4

After reading answers on this old question, I'm a bit curious to know if there are any frameworks now, that provide for storing large no.(millions) of small size(15-25 chars long) Strings more efficiently than java.lang.String.

If possible I would like to store represent the string using byte[] instead of char[].

My String(s) are going to be constants & I don't really require numerous utility methods as provided by java.lang.String class.

Community
  • 1
  • 1
Rajat Gupta
  • 25,853
  • 63
  • 179
  • 294

2 Answers2

3

Java 6 does this with -XX:+UseCompressedStrings which is on by default in some updates.
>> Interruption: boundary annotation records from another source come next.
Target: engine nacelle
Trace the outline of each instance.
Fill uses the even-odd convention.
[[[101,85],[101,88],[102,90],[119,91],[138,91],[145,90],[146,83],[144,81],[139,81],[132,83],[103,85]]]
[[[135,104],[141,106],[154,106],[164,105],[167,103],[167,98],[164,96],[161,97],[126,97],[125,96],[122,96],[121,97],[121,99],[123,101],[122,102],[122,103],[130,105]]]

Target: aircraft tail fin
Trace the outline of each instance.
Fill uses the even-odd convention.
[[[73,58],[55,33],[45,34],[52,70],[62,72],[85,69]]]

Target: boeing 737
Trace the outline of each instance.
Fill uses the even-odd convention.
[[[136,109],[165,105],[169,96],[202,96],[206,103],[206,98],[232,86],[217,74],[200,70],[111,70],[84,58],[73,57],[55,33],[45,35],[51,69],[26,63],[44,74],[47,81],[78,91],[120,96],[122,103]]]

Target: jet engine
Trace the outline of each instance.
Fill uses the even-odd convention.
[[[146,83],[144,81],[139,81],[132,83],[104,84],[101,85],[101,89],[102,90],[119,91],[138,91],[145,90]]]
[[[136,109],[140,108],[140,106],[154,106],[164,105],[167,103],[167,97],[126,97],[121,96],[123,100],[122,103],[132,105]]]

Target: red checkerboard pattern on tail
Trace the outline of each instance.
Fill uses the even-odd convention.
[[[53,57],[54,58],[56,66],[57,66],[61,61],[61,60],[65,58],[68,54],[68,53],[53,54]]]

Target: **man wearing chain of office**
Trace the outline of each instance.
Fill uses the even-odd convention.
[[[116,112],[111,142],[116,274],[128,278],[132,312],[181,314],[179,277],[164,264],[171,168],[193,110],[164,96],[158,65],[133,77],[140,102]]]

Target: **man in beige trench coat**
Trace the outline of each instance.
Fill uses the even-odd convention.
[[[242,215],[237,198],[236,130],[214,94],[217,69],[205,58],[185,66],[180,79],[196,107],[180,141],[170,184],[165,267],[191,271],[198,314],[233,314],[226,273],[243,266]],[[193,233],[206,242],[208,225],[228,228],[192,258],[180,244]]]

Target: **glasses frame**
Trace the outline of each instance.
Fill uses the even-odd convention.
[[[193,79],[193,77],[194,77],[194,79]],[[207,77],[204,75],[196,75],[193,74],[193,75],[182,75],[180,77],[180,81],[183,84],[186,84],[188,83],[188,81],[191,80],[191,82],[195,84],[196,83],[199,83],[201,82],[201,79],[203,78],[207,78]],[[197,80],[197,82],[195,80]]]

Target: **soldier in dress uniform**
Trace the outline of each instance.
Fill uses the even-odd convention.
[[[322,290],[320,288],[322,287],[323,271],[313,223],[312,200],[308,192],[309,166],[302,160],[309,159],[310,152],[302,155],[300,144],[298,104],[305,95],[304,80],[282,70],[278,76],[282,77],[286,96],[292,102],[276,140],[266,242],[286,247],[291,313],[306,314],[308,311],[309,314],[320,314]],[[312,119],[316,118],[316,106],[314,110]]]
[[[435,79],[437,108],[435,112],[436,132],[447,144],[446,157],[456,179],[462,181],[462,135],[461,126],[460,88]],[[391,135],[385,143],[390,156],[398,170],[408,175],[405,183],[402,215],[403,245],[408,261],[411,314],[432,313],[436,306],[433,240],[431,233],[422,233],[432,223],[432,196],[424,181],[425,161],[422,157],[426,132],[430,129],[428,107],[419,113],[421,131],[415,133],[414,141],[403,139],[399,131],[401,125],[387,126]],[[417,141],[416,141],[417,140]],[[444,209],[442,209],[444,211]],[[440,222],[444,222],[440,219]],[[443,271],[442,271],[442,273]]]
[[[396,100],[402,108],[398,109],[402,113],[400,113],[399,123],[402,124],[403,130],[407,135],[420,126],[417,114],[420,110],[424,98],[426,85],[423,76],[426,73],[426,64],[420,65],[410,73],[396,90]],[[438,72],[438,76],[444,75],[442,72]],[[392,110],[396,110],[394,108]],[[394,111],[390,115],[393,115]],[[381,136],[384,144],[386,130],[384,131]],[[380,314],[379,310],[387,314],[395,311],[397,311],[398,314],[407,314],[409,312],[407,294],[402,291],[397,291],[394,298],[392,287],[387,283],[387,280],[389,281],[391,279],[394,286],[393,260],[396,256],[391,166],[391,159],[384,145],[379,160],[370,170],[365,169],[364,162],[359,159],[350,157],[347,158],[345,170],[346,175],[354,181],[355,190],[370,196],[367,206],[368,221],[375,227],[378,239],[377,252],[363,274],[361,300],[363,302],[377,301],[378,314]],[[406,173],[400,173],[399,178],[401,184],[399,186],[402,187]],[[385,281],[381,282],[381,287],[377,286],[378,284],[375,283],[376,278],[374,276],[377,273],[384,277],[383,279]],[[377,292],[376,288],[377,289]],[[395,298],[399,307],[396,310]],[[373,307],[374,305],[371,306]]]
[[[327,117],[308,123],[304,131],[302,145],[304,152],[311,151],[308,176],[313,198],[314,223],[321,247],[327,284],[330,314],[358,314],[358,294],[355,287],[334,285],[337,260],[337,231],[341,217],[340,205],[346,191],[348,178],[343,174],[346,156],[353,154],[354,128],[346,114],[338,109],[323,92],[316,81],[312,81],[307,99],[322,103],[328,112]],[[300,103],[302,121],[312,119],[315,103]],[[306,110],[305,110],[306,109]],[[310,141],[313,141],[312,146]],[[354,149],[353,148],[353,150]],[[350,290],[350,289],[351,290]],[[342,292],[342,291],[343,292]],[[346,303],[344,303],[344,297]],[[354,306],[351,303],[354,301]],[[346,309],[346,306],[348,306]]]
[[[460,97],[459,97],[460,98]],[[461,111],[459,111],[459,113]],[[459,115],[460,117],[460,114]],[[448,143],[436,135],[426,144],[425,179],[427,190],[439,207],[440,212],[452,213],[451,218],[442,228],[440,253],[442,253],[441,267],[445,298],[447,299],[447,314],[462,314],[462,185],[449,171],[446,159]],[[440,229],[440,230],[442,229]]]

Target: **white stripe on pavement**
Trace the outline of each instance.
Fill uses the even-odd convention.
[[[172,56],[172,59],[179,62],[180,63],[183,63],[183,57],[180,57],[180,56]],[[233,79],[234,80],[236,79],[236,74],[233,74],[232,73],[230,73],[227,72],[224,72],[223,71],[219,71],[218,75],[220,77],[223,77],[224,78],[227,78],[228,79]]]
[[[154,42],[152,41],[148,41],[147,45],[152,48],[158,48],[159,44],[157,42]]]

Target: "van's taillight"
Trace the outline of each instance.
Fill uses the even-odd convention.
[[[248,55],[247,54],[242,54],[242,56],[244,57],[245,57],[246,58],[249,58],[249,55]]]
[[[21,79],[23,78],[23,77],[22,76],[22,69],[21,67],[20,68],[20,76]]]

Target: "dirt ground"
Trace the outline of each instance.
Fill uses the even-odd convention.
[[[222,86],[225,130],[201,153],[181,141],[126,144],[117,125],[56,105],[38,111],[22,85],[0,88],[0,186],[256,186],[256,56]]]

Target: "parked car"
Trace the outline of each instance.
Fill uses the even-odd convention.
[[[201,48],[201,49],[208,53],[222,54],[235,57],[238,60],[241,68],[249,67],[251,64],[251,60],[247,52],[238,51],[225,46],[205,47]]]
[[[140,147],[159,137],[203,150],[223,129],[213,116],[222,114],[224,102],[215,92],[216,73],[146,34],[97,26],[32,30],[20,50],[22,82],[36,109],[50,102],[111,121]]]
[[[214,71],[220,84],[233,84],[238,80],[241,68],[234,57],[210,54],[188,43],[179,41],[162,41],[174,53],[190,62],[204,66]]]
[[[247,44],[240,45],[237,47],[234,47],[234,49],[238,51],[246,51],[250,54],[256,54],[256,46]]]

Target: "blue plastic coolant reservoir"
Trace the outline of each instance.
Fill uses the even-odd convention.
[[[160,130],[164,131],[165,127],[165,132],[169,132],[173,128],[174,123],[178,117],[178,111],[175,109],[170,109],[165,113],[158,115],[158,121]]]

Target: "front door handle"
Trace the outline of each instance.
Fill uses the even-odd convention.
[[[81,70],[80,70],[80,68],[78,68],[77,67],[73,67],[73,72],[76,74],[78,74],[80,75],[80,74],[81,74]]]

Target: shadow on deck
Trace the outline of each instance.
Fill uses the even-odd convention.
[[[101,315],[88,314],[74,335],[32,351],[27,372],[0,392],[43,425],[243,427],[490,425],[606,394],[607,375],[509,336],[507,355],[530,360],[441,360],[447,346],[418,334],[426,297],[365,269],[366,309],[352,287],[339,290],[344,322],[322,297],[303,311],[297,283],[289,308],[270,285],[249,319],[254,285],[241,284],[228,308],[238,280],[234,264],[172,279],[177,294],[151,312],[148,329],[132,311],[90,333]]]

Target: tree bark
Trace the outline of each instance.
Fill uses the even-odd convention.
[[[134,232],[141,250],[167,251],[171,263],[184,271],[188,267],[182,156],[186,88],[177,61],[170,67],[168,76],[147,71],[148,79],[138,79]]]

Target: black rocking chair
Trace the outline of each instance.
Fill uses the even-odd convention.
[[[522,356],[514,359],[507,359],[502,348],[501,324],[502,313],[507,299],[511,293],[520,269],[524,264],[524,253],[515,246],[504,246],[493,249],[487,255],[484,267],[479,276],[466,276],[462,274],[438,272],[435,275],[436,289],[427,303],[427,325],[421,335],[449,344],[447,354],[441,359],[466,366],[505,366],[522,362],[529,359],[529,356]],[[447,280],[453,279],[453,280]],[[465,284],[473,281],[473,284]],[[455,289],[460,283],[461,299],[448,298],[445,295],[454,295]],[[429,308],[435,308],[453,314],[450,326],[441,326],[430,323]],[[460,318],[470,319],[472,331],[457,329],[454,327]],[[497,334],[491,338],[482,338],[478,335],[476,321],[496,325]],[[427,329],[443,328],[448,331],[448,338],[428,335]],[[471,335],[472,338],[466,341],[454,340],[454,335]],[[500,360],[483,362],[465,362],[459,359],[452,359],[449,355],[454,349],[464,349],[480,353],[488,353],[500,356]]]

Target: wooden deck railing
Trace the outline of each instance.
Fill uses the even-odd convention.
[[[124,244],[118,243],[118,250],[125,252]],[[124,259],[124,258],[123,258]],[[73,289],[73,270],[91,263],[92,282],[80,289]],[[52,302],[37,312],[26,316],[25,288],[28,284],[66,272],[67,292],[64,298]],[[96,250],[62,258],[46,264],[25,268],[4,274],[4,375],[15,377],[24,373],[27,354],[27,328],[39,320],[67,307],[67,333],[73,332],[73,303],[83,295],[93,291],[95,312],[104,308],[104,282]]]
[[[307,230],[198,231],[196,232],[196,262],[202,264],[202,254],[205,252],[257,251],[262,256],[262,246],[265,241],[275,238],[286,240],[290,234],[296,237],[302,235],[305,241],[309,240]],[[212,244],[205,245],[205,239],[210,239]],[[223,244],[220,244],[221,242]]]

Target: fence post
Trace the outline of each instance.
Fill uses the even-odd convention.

Its not in Java 5.0 or 7. It is still listed as on by default, but its not actually supported in Java 7. :P

Depending on what you want to do you could write your own classes, but if you only have a few 100 MBs of Strings I suspect its not worth it.

Peter Lawrey
  • 525,659
  • 79
  • 751
  • 1,130
  • any reason why it has not been supported by java 7 ? – Rajat Gupta Aug 08 '12 at 12:17
  • I have asked a couple of the Oracle developers in person but they said it was something about being too hard to support and/or not a priority. :( If you can use Java 6 that will do it for you. – Peter Lawrey Aug 08 '12 at 12:18
  • I still use java 6 but as per `java.lang.String` class I see there are char[] & 3 bookkeeping fields used for representation which bloat the size too much than actual data. – Rajat Gupta Aug 08 '12 at 12:23
  • The header alone for each instance can be 8-16 bytes long. In that case your only option is to use `byte[]` which isn't very friendly. – Peter Lawrey Aug 08 '12 at 12:25
  • 2
    If you don't need to keep references to every instance and can use a number instead, you could build a long byte[] and a index for the end for each String. Something I did in this class https://github.com/peter-lawrey/Java-Chronicle/blob/master/src/main/java/vanilla/java/chronicle/impl/IntIndexedChronicle.java This uses off heap memory to write data in an efficient manner (just 4 bytes per entry overhead) This link has more detail as to the thinking behind the library https://github.com/peter-lawrey/Java-Chronicle – Peter Lawrey Aug 08 '12 at 12:29
0

Most likely this optimization is not worth the effort and complexity it brings with it. Either live with what the VM offers you (as Peter Lawrey suggests), or go through great lengths to work your own solution (not using java.lang.String).

There is an interface CharSequence your own String class could implement. Unfortunately very few JRE methods accept a CharSequence, so be prepared that toString() will need to be used frequently on your class if you need to pass any of your 'Strings' to any other API.

You could also hack String to create your Strings in a more memory efficient (and less GC friendly way). String has a (package access level) constructor String(offset, count, char[]) that does not copy the chars but just takes the char[] as direct reference. You could put all your strings into one big char[] array and construct the strings using reflection, this would avoid much of the overhead normally introduced by the char[] array in a string. I can't really recommend this method, since it relies on JRE private functionality.

Durandal
  • 19,919
  • 4
  • 36
  • 70